Verdant anti-builder Terra Nil gets a surprise free update with a “deeper” wildlife simulation


Rewild ’em up strategy sim Terra Nil has just received a free Vita Nova update, which introduces five new levels, nine buildings, a spinnable 3D world map, a new creature, the jaguar, and a more sophisticated wildlife system (that’ll be the “new life” in question, then). It endows the game’s hitherto rather decorative fauna with “deeper needs” and greater agency. Find a trailer peering through the reeds below this sentence like a jaguar slavering over an unsuspecting herd of boar. Yes, you’re the wild boar in this analogy. Run piggy, run!

Watch on YouTube


If you missed Terra Nil, it’s about clearing desolate regions of detritus and pollutants and bringing back the vegetation by plonking down fancy rewilding gadgets, each of which requires biopower produced by the map tiles you restore. The new maps include Polluted Bay, in which you have to work around an utterly foul river, and Scorched Caldera, a volcano you must turn into a lake. “These, and all the new maps in the Vita Nova update, will put your reclamation skills to the test in interesting and unusual ways,” notes the press release.


The accompanying wildlife system “adds a new dimension of strategy to the game”, with animals emerging “more naturally” in response to your restoration of the terrain. You can also nudge them about by constructing land bridges and even indirectly cultivate prey populations for predators. I’m not sure how “deep” it is in practice. It sounds like it’ll be enjoyable finding out.


But will it be enjoyable enough to offset the drawbacks identified by Hayden Hefford (RPS in peace) in their Terra Nil review last year? “It certainly feels refreshing in the citybuilding genre, which is so often focused on creating infinite growth and bustling metropolises, nature be damned, but ultimately, it’s still a game about chasing numbers, and filling meters that allow you to progress,” Hayden wrote. “That alone could be comforting, some much needed calm in a busy world as you create a lush landscape, but I found its repetitive nature was more frustrating than relaxing.”

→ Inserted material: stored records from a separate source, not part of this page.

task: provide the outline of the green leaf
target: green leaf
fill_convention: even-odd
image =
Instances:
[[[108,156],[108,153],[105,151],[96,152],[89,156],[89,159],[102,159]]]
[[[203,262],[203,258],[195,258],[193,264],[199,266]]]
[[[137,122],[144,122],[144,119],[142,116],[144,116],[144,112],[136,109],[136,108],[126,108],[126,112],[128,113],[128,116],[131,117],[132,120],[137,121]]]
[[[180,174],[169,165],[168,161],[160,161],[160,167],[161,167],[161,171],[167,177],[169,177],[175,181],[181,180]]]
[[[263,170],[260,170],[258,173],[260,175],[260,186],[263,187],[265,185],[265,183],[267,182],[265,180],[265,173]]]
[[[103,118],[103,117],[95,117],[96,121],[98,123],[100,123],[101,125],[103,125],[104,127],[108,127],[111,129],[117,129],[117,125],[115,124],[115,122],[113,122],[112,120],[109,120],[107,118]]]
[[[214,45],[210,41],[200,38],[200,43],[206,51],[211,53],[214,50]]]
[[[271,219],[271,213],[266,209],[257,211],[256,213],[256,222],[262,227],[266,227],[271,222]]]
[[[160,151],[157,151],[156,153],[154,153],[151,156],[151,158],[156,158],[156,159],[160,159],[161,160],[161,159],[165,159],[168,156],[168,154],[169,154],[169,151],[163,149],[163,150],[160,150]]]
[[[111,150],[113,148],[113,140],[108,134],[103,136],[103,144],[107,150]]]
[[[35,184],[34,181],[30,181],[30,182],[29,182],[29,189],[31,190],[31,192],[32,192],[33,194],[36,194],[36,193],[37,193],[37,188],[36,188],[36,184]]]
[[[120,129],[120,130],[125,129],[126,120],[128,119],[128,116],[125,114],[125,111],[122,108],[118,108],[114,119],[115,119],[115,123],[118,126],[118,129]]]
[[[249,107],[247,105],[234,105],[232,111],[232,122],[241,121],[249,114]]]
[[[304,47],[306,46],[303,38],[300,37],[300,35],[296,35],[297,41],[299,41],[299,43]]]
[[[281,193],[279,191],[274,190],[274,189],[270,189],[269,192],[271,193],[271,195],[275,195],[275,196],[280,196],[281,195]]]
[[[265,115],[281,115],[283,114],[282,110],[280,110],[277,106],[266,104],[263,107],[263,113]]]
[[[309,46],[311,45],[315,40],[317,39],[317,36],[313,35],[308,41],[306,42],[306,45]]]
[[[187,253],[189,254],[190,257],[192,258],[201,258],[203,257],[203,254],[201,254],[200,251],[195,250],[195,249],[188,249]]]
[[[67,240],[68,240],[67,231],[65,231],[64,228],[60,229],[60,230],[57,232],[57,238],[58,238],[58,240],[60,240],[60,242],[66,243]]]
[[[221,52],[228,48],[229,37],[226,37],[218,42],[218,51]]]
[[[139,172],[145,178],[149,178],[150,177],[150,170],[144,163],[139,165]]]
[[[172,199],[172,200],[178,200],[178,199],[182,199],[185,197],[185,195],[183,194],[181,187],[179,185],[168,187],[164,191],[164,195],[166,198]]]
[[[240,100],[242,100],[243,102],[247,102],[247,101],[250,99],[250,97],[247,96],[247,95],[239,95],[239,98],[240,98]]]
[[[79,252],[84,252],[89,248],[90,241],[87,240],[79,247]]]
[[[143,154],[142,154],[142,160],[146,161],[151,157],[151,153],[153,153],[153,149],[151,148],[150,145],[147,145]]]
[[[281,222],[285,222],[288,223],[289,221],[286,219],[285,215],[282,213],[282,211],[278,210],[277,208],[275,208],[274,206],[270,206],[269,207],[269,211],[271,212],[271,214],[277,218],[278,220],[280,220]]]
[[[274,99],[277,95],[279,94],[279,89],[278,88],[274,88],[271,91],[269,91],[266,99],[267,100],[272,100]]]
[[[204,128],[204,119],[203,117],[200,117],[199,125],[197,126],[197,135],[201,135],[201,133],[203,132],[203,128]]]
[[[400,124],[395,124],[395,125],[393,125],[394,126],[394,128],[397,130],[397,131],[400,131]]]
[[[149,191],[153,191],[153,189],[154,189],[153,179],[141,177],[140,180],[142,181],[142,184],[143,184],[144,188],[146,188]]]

I’ve only ever played a pre-release version of Terra Nil, but I’ve interviewed developers Free Lives and they seem like a kind bunch. One thing we talked about in that interview was whether the developers might introduce human beings to the setting, living alongside the nonhuman creatures and involving themselves in the restoration process, rather than having everything hinge on the usage of shiny SimGadgets. Terra Nil is a charming game and a pleasant reprieve from climate crisis angst, but I’ve always found the absence of humans from its setting a bit hopeless. There’s an unintended, but unfortunate parallel with how real-life rewilding projects may exclude indigenous people from their ancestral lands.